POPOLI. Un iscritto del Pd solleva il caso della ricandidabilità di Concezio Galli per la carica di sindaco alle amministrative di giugno. Scrive al segretario regionale Marco Rapino, a quello della...
POPOLI. Un iscritto del Pd solleva il caso della ricandidabilità di Concezio Galli per la carica di sindaco alle amministrative di giugno. Scrive al segretario regionale Marco Rapino, a quello della sezione di Popoli, Enzo Di Giacomandrea, contestando al primo cittadino uscente di non aver ottemperato, secondo statuto, a versare una quota delle indennità percepite (10%) nelle casse del partito. Galli con i suoi circa 824 euro mensili avrebbe dovuto contribuire con 82,45 euro contro i 37,55 versati.
L'anonimo iscritto, regolamento alla mano, sottolinea che l’inadempienza è causa di decadenza dall'anagrafe degli iscritti e degli organismi dirigenti Pd, pertanto Galli non è candidabile.
Ma il sindaco è pronto a dare la sua spiegazione. «Nell'arco del mio quinquennio» dice «ho lasciato nelle casse comunali (fondi serviti soprattutto per l'acquisto dei voucher lavoro legge 92/2012) una somma ben più alta di quella che avrei dovuto versare per essere "rispettoso delle regole" del mio partito.
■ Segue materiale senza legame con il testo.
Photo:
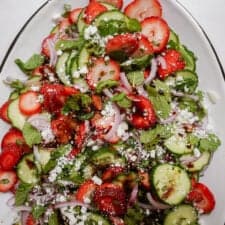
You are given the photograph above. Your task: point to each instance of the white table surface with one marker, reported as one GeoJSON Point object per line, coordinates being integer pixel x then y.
{"type": "Point", "coordinates": [210, 15]}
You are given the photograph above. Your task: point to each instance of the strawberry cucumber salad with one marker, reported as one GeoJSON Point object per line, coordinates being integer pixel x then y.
{"type": "Point", "coordinates": [109, 127]}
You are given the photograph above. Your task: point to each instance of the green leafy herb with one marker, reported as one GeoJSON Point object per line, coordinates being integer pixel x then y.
{"type": "Point", "coordinates": [160, 98]}
{"type": "Point", "coordinates": [65, 45]}
{"type": "Point", "coordinates": [122, 100]}
{"type": "Point", "coordinates": [153, 136]}
{"type": "Point", "coordinates": [32, 63]}
{"type": "Point", "coordinates": [136, 78]}
{"type": "Point", "coordinates": [210, 143]}
{"type": "Point", "coordinates": [38, 211]}
{"type": "Point", "coordinates": [22, 193]}
{"type": "Point", "coordinates": [105, 84]}
{"type": "Point", "coordinates": [31, 134]}
{"type": "Point", "coordinates": [53, 219]}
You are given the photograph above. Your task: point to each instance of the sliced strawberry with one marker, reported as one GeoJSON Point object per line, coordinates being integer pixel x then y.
{"type": "Point", "coordinates": [7, 180]}
{"type": "Point", "coordinates": [74, 14]}
{"type": "Point", "coordinates": [10, 157]}
{"type": "Point", "coordinates": [29, 103]}
{"type": "Point", "coordinates": [111, 173]}
{"type": "Point", "coordinates": [54, 97]}
{"type": "Point", "coordinates": [110, 199]}
{"type": "Point", "coordinates": [101, 71]}
{"type": "Point", "coordinates": [30, 220]}
{"type": "Point", "coordinates": [141, 9]}
{"type": "Point", "coordinates": [85, 191]}
{"type": "Point", "coordinates": [64, 24]}
{"type": "Point", "coordinates": [93, 10]}
{"type": "Point", "coordinates": [45, 46]}
{"type": "Point", "coordinates": [4, 112]}
{"type": "Point", "coordinates": [202, 198]}
{"type": "Point", "coordinates": [97, 102]}
{"type": "Point", "coordinates": [144, 47]}
{"type": "Point", "coordinates": [157, 31]}
{"type": "Point", "coordinates": [144, 117]}
{"type": "Point", "coordinates": [117, 3]}
{"type": "Point", "coordinates": [14, 137]}
{"type": "Point", "coordinates": [174, 62]}
{"type": "Point", "coordinates": [63, 128]}
{"type": "Point", "coordinates": [125, 43]}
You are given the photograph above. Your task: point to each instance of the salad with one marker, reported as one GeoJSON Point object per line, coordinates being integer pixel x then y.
{"type": "Point", "coordinates": [110, 126]}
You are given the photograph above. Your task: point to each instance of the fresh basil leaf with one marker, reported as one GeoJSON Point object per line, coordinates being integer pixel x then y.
{"type": "Point", "coordinates": [136, 78]}
{"type": "Point", "coordinates": [38, 211]}
{"type": "Point", "coordinates": [32, 63]}
{"type": "Point", "coordinates": [22, 193]}
{"type": "Point", "coordinates": [105, 84]}
{"type": "Point", "coordinates": [210, 143]}
{"type": "Point", "coordinates": [31, 134]}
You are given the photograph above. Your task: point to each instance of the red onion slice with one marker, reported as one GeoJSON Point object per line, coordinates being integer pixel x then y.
{"type": "Point", "coordinates": [116, 122]}
{"type": "Point", "coordinates": [71, 204]}
{"type": "Point", "coordinates": [133, 196]}
{"type": "Point", "coordinates": [125, 82]}
{"type": "Point", "coordinates": [153, 72]}
{"type": "Point", "coordinates": [162, 62]}
{"type": "Point", "coordinates": [156, 204]}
Parlare di violazione al codice etico dunque, e di ritiro della tessera, la trovo una cosa assolutamente ridicola e fuori luogo. Quanto all'etica e alla trasparenza, sul sito del Comune, è possibile visionare ogni sorta di movimentazione di queste somme, che non lascia dubbi e incertezze. Faccio il sindaco per passione, accetto le critiche e ci metto sempre la faccia e mi rimetto alle decisioni del partito. È strano» conclude «che una questione nota da cinque anni la si tiri fuori a une mese dalla presentazione della lista e con una iniziativa a difesa dell'ospedale». (w.te.)